En Suisse romande, l’historienne de l’art Marie Bagi a créé l'association Espace Artistes Femmes pour augmenter la reconnaissance de ces dernières. Pour l'instant accessible virtuellement, l'espace deviendra réel au mois de novembre à Lausanne. 

«Maintenant qu'il y a un peu de pression, on voit plus d’expositions individuelles et des demandes pour avoir des femmes à la tête des musées», relève Chus Martinez, directrice de l’Institut d’art à la Haute école spécialisée du nord-ouest de la Suisse. «Mais cela peut changer: quand les gens se sentent moins observés, ils peuvent revenir sur leurs pas. Il ne faut pas que ce ne soit qu’une tendance, la société devrait exiger des changements durables. Les quotas sont à mon avis fondamentaux, jusqu’à ce que ces choix deviennent naturels.»

La promotion de l’égalité homme-femme dans le secteur culturel a aussi été inscrite dans le Message concernant l'encouragement de la culture pour la période 2021-2024 adopté par le Conseil fédéral début 2020. La première étape consiste à obtenir des relevés statistiques approfondis: une pré-étude mandatée par Pro Helvetia a récemment confirmé que les inégalités ne sont pas confinées uniquement entre les murs des musées. La fondation suisse pour la culture a aussi lancé des ateliers ‘Start Diversity’ pour promouvoir entre autre l’égalité de genre au sein des institutions.

Pour l’instant, les financements alloués par l’Office fédéral de la culture aux musées n’a pas de ‘clause égalité’. «L’OFC n’émet pas de directives supplémentaires en matière de représentation des genres pour ces contributions à des musées tiers. Il s’agit toutefois d’un point d’attention pour l’avenir qu’il reprendra lorsqu’il disposera des données prémentionnées lui permettant de mieux cerner la réalité des institutions muséales», explique Isabelle Chassot, directrice de l’OFC.

L'exemple international

La visibilité des femmes artistes est une question qui agite d'autres pays. Au Canada, le Musée des beaux-arts a créé deux postes en faveur de la diversité. En Espagne, le musée national El Prado a revisité sa collection pour exhiber davantage d’œuvres d’artistes femmes. Elles restent néanmoins largement minoritaires (13 contre 130 hommes). En 2020, le Baltimore Museum of Arts n’a acheté que des œuvres réalisées par des femmes.

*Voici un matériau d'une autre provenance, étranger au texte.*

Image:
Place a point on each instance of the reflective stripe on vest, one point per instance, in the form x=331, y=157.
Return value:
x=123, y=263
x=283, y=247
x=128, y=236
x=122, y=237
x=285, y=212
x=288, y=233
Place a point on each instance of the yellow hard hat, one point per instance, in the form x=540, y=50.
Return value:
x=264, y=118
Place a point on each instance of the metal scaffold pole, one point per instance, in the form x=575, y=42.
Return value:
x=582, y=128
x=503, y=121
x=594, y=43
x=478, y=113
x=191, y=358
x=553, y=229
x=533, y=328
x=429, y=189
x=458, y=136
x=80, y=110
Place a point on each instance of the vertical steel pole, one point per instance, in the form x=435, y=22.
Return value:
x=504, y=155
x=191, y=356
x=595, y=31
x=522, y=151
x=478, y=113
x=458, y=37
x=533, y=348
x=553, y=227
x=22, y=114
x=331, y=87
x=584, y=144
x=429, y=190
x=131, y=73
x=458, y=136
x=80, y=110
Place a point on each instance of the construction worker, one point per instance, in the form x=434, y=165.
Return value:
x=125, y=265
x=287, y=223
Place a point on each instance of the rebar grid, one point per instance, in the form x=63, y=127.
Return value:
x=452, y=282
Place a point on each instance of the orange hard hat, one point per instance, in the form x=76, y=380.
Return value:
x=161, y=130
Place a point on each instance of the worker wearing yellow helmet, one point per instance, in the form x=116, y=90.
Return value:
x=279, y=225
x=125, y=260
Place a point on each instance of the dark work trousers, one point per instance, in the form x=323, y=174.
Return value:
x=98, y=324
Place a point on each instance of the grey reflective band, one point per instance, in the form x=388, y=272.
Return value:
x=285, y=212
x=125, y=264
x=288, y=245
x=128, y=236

Après 14 ans de recherches, restaurations et expositions, l’ONG Advancing Women Artists créée en 2009 à Florence vient de terminer son activité, après avoir identifié 2000 œuvres repérées dans les caves de musées italiens. En France, Camille Morineau, ancienne curatrice du Centre Pompidou, a fondé AWARE en 2014, une association dont le but est de rendre visibles les artistes femmes des XIXe et XXe siècles en produisant des contenus gratuits sur leurs œuvres.

Changement de regard

Bientôt, il ne sera plus possible de jouer la carte de l’invisibilité. Est-ce que le discours retournera à la case qualité? «Nous devons ajuster nos yeux et nos sens à des nouvelles qualités. Il ne faut pas répliquer ce que l’homme blanc pense être de qualité, mais c’est aux hommes blancs de comprendre ce que sont nos qualités», rétorque Chus Martinez. «On peut dire ‘ces femmes n’ont pas les qualités que nous recherchons’ ou on peut dire ‘cet homme n’a pas compris les valeurs et qualités que nous offrons'.»

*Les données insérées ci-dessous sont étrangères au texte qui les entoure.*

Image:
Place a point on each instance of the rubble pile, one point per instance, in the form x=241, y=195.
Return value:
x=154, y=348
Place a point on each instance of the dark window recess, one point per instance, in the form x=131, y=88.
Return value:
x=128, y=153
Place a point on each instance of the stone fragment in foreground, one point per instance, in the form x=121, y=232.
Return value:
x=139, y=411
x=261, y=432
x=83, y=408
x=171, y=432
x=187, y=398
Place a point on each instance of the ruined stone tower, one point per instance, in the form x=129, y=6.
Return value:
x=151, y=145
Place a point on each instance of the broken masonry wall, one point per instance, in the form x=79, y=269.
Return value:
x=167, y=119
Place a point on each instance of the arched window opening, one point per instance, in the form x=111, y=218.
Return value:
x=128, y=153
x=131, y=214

Le fait que plusieurs institutions muséales soient aujourd'hui dirigées par des femmes – dernière en date, la nomination de Ann Demeester à la Kunsthaus de Zurich – est un bon signe, qui ne résout néanmoins pas le problème, estime la professeure. «Est-ce qu'elles peuvent introduire les changements qu'elles souhaitent ou est-ce qu'elles se sentent cooptées par des structures qui ne vont jamais accepter ces changements? Ce n'est pas juste une question de remplacer des hommes et nominer des femmes à des positions spécifiques, cela n'est qu'un début. Il faut aussi être très attentif aux processus décisionnels du conseil d'administration.»